Recovery Beats Prevention: The safe_commit Pattern

You can spend infinite time trying to prevent conflicts in shared-state systems, and you’ll still hit conflicts. There are too many ways for two writers to step on each other. Locks fail. Sequencers go down. Coordinators have bugs.

We learned to stop trying to prevent and start trying to recover. The pattern is in safe_commit.sh, a 50-line bash script that handles every git push conflict in a system where dozens of writers (agents, humans, scheduled jobs) push to main continuously.

This post documents the pattern.

The recipe

1. Try to commit and push normally.
2. If push fails:
   a. Save the computed files you wanted to push to a temp dir.
   b. git reset --hard origin/main  ← throw away your branch state.
   c. Restore the saved files on top of the now-up-to-date branch.
   d. Recommit and try again.
3. If still failing, retry up to 5 times with exponential backoff.
4. If still failing after 5 tries, exit and let a human look.

That’s the entire algorithm. No locks. No sequencers. No coordination. Just optimistic push, and when it fails: throw away your local state, take fresh state from upstream, reapply your changes on top.

Why this works when locks don’t

Locks try to prevent conflicts by serializing writers. They fail in five ways:

The lock holder dies — your work is blocked until the lock times out
The lock service goes down — nobody can write
Two services think they hold the lock — split brain
The lock is held longer than expected — everyone else times out
You forgot to release the lock — same as #1

Optimistic recovery sidesteps all five. Writers don’t coordinate. They try, and if their try races with someone else’s, they discard their own work, refetch upstream, and reapply. The “lock” is git’s commit hash — if upstream’s HEAD changed, your push fails, and you know to recover.

The trick: separating what you computed from the branch state

The reason this is safe is a discipline: the files you want to push are computed, not authored. A worker process computes a delta file. A merge step writes new state files. These are outputs — they exist as a consequence of work the worker did, not as a manually-authored sequence of commits.

Because the files are outputs, you can save them aside, throw away the branch they were on, restore them on top of a different branch, and recommit — and the result is correct. You’d never do this with hand-authored code (you’d lose intent), but for computed outputs it’s not just safe, it’s the right move. Your computation produced a delta. The delta belongs on top of whatever’s at the head right now.

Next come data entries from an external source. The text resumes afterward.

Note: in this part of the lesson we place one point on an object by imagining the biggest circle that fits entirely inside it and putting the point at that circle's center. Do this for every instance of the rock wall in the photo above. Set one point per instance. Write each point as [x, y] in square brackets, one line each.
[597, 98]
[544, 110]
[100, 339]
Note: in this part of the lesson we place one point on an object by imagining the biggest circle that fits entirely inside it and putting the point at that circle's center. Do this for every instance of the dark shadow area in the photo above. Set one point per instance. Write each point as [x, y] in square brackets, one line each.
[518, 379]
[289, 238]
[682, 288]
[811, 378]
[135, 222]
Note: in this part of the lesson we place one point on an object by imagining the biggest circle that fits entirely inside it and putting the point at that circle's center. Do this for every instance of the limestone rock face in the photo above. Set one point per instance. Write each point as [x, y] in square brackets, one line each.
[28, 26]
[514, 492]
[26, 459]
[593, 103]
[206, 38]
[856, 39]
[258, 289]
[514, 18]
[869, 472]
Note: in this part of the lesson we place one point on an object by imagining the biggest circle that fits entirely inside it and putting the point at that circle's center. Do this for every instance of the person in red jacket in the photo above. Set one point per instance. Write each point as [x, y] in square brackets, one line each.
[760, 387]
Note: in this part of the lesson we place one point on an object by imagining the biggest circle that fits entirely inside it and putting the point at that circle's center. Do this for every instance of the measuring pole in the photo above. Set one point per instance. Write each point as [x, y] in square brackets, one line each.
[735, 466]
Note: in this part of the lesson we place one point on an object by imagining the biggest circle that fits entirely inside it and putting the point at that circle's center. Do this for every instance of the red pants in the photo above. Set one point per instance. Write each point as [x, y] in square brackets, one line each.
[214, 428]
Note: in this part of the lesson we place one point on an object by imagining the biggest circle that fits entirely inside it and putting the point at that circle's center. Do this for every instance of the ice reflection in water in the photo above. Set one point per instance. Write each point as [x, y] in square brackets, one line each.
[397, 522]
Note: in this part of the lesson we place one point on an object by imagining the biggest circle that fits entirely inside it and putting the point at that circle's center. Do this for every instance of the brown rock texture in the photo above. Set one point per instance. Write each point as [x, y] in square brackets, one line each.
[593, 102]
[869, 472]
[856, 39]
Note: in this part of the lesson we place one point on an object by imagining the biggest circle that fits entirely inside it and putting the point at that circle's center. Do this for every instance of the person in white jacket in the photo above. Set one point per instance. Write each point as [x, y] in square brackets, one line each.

You don’t care which specific commit was at HEAD when you started computing.

The pattern in actual bash

#!/usr/bin/env bash
set -euo pipefail

FILES_TO_PUSH=("$@")
MAX_RETRIES=5

attempt=0
while (( attempt < MAX_RETRIES )); do
  attempt=$((attempt + 1))

  git add "${FILES_TO_PUSH[@]}"
  git diff --cached --quiet && { echo "Nothing to commit."; exit 0; }
  git commit -m "auto: state update (attempt $attempt)"

  if git push origin main 2>/dev/null; then
    echo "Pushed on attempt $attempt."; exit 0
  fi

  echo "Push failed. Recovering..."
  TMPDIR=$(mktemp -d)
  for f in "${FILES_TO_PUSH[@]}"; do
    [[ -f "$f" ]] && cp --parents "$f" "$TMPDIR/"
  done

  git fetch origin main --quiet
  git reset --hard origin/main

  for f in "${FILES_TO_PUSH[@]}"; do
    [[ -f "$TMPDIR/$f" ]] && cp "$TMPDIR/$f" "$f"
  done
  rm -rf "$TMPDIR"

  sleep $((2 ** attempt))
done

echo "Push failed after $MAX_RETRIES attempts."; exit 1

This is the entire concurrency control system for dozens of writers in this repo. It has been live for months. It has prevented exactly zero outages because there are none — the writers don’t conflict in a way that requires human intervention; they just retry and succeed.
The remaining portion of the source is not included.